Review Summary: Inside the mind's eye
Adventures in Schizophrenia marks the end of Fortune 500, the net label largely responsible for keeping Bandcamp and experimental music as a whole interesting throughout the past year. Since the label's inception in January of 2013 it has managed to act as a kind of sonic boiler room, hosting a plethora of experimental projects helplessly lost within their own fascinating sense of sound and realms beyond our own; from the syrupy lo-fi funk of Luxury Elite and Saint Pepsi, to the whimsical Japanese spirits マク*スMACROSS 82-99 and 日本人, to the cryogenically entombed extraterrestrials 회사AUTO and SunCoast Web Series. Perhaps more than anybody in this circle, Denys Parker of 18 Carat Affair is no stranger to these realms; having been a purveyor of his own nocturnal nostalgic collages since the mid ‘00s. So it’s only appropriate that his latest album scores the closing credits of Fortune 500, because as it attempts to reflect upon its own cluttered memory and logic it incidentally ends up as a statement for a much larger musical happening.

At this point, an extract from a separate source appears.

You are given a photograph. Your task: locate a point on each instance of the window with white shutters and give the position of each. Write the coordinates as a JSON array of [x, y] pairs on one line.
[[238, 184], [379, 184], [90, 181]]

Adventures in Schizophrenia immediately wisps listeners away to buried static pasts of bygone technological culture; pictures of saturated ‘80s television commercials, action flicks, and shameless fashion reel in and out of decayed VHS, Betamax, and audio cassettes. The album represents sound that is inherently familiar, yet strikingly inconsistent; the byproduct of memory and consciousness through the shadowy and withered gaze of time. Putting this to example, ‘In The Mind of a Child’ warps an easy-going instrumental into a haunted caricature of itself; a hallucinogenic drone slowly zooming in on an introspective face. Before long this droning is abruptly cut out by a series of fragmented pitch dropped collages, like an adult desperately clawing at a childhood memory, but ending up with completely different, nightmare representations of the past. In this way it also acts as a pessimistic representation of the modern world, as static and abrupt cuts of juxtaposed sounds are spliced together throughout the album to overwhelm the listener, much like the jaws of technology and maximization on the conscious mind. A good example of this concept is heard on the track ‘Rock Hard Abs’, which takes various samples of fitness commercials and brutalizes them to the point of sheer demonic unrecognition; like a twisted parody of the grating effects the greed and lies of corporate television can have on the mind.
Say what you want about the legitimacy of Vaporwave as a definable genre,
Adventures in Schizophrenia is proof that music rooted in practices of plunderphonics, sound collage, and sampling as a whole can have unique and singular qualities that transcend their genre politics. What we choose to name and tag music, beyond basic filing and categorization (which is, admittedly, convenient and subsequently leads to easier ways to find similar artists throughout the cosmos of the internet), is completely irrelevant, because artists like 18 Carat Affair and many of his Fortune 500 contemporaries don’t operate under genres, but rather their own sonic prerogative that doesn’t need to be validated by a term like “Vaporwave” to maintain relevance.
Adventures in Schizophrenia succeeds in this way by transporting the listener through the mind of its artist, using sound to channel ulterior modes of thought as a series of schizophrenic sketches that document the delusions of memory, consciousness, and the modern world to those willing to listen closer.